Draußen heulte der Schneesturm und drückte eine Wolke von Kienrauch herab.

Um den Herd, auf dem unter einem Messingkessel ein kräftiges Holzfeuer fauchte, saß die Familie Klüth und stickte eifrig an blauseidenen Stellnetzen herum, die eine ganz besondere Aufmerksamkeit verlangten.

Mudding war viel älter geworden. Ihre Haare hatten sich vermindert und silberweiß gefärbt. Unter ihren Füßen brauchte sie jetzt einen Hüker, denn Muddings Beine schwollen abendlich an und bereiteten ihr Schmerzen.

Siebenbrod dagegen hatte seine Hagerkeit abgelegt. Als Hausbesitzer war er voll und rund geworden; nur seine Hakennase in ihrer roten Pracht erinnerte noch an die Vergangenheit.

»N'abend auch,« wünschte oll Kusemann, während er etwas weiter in die düstere, halberleuchtete Küche hinkte, an deren Ziegelsteinwänden merkwürdig rote Schatten hinaufkletterten. »Ich soll hier auch einen schönen Gruß bestellen.«

Der Lügenlotse zog dabei die Augenbrauen in die Höhe und pfiff, wie wenn er den hohen Rang seines Auftraggebers andeuten wolle. Dann schüttelte er von seinem Lotsenmantel eine dicke Lage Schnee ab und ließ sich prustend und ohne eine Einladung abzuwarten auf einen Schemel nieder.

Eine Weile blieb es ruhig in dem roten Raum. Man hörte das Holz unter dem Kessel platzen und vernahm das Geklapper der Netznadeln.

Oll Kusemann sah verwundert von einem zum andern. Da aber alle still bei ihrer Arbeit blieben, zog er einen Tonstummel aus dem Mantel, klopfte die Pfeife vorsichtig an dem Schemel aus, stopfte neuen Tabak, den er frei aus der Tasche zog, hinein und begann recht zufrieden zu schmauchen.

»Jawolling,« äußerte er endlich behaglich, »einen Gruß.«

»Von wem?« fragte Siebenbrod, der gerade nach einer neuen Spule griff.

Als oll Kusemann sich nach so langer Zeit gefragt sah, stieß er ein befriedigtes Knurren aus und pfiff leise.

»Von einem feinen, feinen Herrn,« gab er wichtig zurück und tat, als ob er ein großes Geheimnis auspacken könnte. »Ich traf ihn auf dem Werftbüro.«

»Wohl unsern Bruno?« warf Mudding rasch dazwischen, ohne daß sich jedoch ihr unbewegliches Gesicht irgendwie verändert hätte.
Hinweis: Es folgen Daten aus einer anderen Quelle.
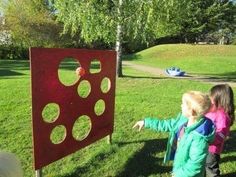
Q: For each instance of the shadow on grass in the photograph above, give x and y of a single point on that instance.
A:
(5, 72)
(144, 162)
(221, 77)
(229, 175)
(14, 65)
(143, 77)
(132, 57)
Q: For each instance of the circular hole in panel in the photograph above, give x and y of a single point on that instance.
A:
(58, 134)
(95, 66)
(81, 128)
(67, 71)
(50, 112)
(105, 85)
(99, 107)
(84, 89)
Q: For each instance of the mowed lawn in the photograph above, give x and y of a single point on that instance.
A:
(138, 95)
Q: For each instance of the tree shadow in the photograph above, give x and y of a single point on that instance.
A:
(14, 65)
(233, 174)
(144, 77)
(218, 77)
(6, 72)
(144, 162)
(132, 57)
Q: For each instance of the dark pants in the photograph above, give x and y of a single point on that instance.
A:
(212, 165)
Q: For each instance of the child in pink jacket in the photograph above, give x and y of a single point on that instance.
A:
(222, 115)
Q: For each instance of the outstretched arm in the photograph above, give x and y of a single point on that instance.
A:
(139, 125)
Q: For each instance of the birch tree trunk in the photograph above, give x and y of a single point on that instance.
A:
(119, 42)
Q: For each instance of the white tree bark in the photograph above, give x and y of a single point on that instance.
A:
(119, 42)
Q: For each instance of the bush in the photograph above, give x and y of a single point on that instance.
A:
(10, 52)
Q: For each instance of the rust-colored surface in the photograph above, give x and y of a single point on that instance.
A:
(46, 88)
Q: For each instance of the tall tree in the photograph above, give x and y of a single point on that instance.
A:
(32, 23)
(112, 21)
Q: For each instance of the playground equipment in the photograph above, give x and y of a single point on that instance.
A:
(58, 135)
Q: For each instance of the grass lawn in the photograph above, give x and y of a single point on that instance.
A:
(215, 60)
(138, 95)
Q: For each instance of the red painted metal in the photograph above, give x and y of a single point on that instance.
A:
(46, 88)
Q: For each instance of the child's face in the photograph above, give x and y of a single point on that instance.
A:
(185, 109)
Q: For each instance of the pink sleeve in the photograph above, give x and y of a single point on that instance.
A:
(222, 123)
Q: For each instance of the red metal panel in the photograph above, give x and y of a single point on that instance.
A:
(46, 88)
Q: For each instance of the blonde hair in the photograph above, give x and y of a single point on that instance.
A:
(198, 102)
(10, 165)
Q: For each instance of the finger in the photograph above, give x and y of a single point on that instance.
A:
(135, 125)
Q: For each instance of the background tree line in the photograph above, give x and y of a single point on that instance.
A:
(130, 25)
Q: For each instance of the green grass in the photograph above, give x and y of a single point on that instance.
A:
(132, 153)
(218, 60)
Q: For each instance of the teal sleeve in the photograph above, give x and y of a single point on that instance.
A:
(161, 125)
(196, 162)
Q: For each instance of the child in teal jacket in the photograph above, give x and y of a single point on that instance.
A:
(190, 135)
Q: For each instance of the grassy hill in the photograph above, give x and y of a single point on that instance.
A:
(217, 60)
(139, 95)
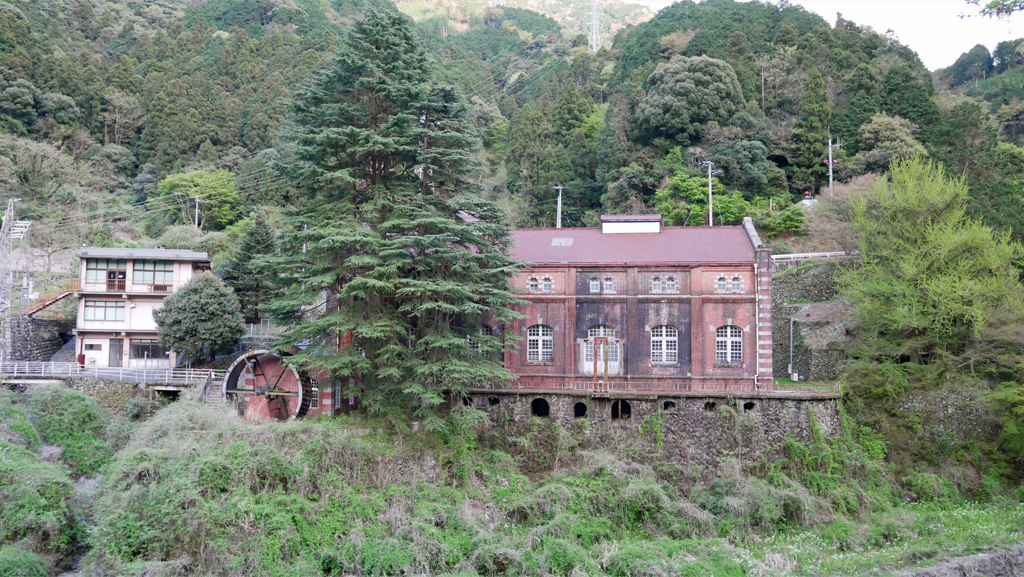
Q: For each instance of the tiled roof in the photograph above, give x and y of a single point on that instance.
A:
(673, 245)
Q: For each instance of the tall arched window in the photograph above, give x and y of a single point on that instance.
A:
(664, 344)
(728, 344)
(540, 344)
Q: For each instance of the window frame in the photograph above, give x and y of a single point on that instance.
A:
(143, 348)
(665, 344)
(107, 305)
(728, 345)
(142, 274)
(540, 344)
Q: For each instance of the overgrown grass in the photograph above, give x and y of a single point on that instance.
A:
(199, 491)
(36, 497)
(76, 423)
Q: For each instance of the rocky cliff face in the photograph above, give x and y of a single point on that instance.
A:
(822, 322)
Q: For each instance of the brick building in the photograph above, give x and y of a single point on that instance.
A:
(635, 306)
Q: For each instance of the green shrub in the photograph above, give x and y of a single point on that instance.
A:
(15, 563)
(37, 500)
(12, 416)
(75, 422)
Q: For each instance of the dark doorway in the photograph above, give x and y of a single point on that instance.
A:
(621, 410)
(540, 408)
(117, 353)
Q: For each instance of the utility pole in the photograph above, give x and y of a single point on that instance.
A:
(711, 208)
(558, 216)
(595, 30)
(9, 230)
(830, 163)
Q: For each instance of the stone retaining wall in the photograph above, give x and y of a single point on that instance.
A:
(694, 430)
(23, 338)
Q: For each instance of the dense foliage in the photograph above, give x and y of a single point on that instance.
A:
(395, 251)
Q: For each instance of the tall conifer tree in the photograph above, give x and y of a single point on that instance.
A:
(401, 254)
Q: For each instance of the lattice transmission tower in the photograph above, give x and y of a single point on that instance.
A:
(9, 230)
(595, 28)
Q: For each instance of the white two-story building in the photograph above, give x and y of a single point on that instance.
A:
(119, 289)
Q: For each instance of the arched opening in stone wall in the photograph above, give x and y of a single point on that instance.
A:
(540, 408)
(580, 410)
(621, 410)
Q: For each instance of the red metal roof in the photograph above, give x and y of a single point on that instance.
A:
(673, 245)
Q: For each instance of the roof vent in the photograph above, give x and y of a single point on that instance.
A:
(631, 223)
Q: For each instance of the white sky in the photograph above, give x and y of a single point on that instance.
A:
(932, 28)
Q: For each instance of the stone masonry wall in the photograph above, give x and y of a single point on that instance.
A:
(808, 294)
(697, 430)
(23, 338)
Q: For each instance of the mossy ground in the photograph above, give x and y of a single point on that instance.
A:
(198, 491)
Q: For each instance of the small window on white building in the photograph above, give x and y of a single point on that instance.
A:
(540, 344)
(664, 344)
(728, 344)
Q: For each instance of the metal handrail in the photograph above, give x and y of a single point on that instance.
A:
(65, 370)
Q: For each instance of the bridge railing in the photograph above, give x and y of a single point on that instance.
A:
(185, 377)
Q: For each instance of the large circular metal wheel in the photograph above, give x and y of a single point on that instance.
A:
(264, 386)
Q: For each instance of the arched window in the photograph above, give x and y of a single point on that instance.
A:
(664, 344)
(580, 410)
(621, 410)
(540, 346)
(474, 344)
(540, 408)
(728, 344)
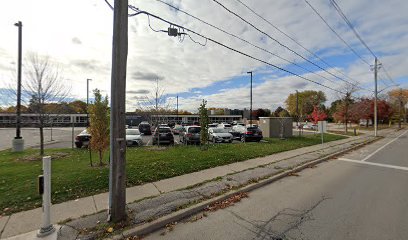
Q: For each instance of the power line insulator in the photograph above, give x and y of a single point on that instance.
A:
(172, 32)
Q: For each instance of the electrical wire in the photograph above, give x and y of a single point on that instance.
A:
(294, 40)
(269, 36)
(232, 49)
(256, 46)
(338, 35)
(342, 15)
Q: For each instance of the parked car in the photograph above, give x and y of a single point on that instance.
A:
(249, 134)
(190, 134)
(216, 135)
(225, 126)
(133, 137)
(82, 139)
(145, 128)
(163, 135)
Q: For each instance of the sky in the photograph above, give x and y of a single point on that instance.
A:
(77, 36)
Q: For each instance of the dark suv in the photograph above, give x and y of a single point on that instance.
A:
(190, 134)
(249, 134)
(82, 139)
(145, 128)
(163, 135)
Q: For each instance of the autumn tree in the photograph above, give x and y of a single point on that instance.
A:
(307, 101)
(99, 124)
(154, 104)
(44, 85)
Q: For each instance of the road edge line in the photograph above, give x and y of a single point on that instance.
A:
(159, 223)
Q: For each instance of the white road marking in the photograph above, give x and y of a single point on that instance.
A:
(376, 151)
(374, 164)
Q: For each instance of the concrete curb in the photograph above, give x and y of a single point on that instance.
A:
(185, 213)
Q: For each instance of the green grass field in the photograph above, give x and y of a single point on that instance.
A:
(72, 176)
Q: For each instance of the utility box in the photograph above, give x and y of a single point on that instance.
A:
(322, 126)
(276, 127)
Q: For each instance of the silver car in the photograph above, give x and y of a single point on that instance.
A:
(219, 135)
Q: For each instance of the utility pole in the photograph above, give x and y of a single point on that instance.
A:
(117, 173)
(177, 111)
(375, 96)
(250, 108)
(18, 141)
(87, 118)
(297, 112)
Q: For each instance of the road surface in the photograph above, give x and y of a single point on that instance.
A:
(362, 195)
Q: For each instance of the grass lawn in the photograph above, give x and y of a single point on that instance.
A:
(72, 177)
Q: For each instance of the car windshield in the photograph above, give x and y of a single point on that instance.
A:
(194, 129)
(220, 130)
(132, 132)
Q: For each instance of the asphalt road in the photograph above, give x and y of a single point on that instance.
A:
(364, 197)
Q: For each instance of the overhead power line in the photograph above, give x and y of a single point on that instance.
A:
(350, 25)
(294, 40)
(256, 46)
(342, 15)
(281, 44)
(138, 11)
(338, 35)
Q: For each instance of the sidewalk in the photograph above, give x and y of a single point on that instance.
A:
(27, 221)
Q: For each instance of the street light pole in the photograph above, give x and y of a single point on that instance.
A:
(250, 108)
(18, 142)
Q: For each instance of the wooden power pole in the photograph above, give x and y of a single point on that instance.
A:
(117, 174)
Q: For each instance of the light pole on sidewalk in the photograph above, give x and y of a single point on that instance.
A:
(18, 141)
(250, 107)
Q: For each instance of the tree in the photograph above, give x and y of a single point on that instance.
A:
(78, 106)
(260, 112)
(399, 99)
(317, 115)
(44, 84)
(307, 101)
(99, 124)
(204, 120)
(155, 104)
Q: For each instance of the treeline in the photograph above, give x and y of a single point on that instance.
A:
(57, 108)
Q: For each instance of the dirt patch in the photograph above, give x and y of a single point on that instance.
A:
(36, 157)
(227, 202)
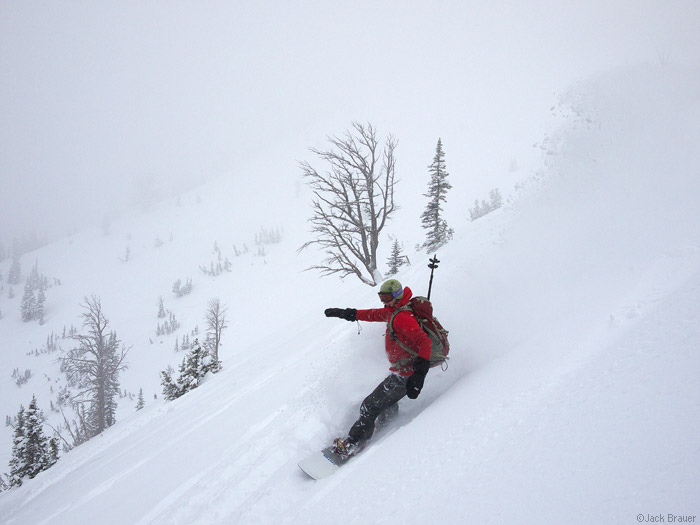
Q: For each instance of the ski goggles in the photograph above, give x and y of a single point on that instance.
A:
(387, 297)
»Nein, beim Vornamen,« meinte der Lotst wichtig, »würd' ich ihn doch nich mehr so ohne weiteres nennen. Dazu is er mich nun doch zu fein. – Ja –« er hustete, blies ein paar künstliche Ringe und blinzelte durch die Kreise hindurch Siebenbrod verstohlen an. »Ja, was ich sagen wollt', in den verschiedentlichen Büros erzählen sie nämlich, daß er nun bald einer von Hollandern seine Stellvertreter werden wird. – Ja, ja, so was kommt vor. Und dann – – –« Er schluckte und suchte mit seinen schiefgestellten Augen zu ergründen, ob die Klüths nicht doch einmal neugierig werden könnten. Aber die Familie stickte gleichmütig fort.

»Und dann – hm – da is ja noch eine Tochter. Na, die Leute sagen woll bloß so – aberst so was kommt doch auch vor. Nicht so?«

Auch diese Nachricht fing nicht. Alle blieben lautlos bei ihrem Werk. Nur Siebenbrod rührte sich, rückte an dem Kessel und lauschte dann nach draußen, von wo durch den Sturm hindurch Schweinegrunzen laut wurde.

Dann fragte er: »Mudding, haben sie all?« womit er das Futter meinte, und nachdem die kleine Frau bejahend genickt hatte, hörte man wieder nichts als das Klappern der Nadeln.

»Na, wenn sie nicht wollen,« dachte der Lügenlotse gleichmütig, streckte die Beine von sich und fing an, unter mächtigem Dampfblasen für sich allein zu erzählen.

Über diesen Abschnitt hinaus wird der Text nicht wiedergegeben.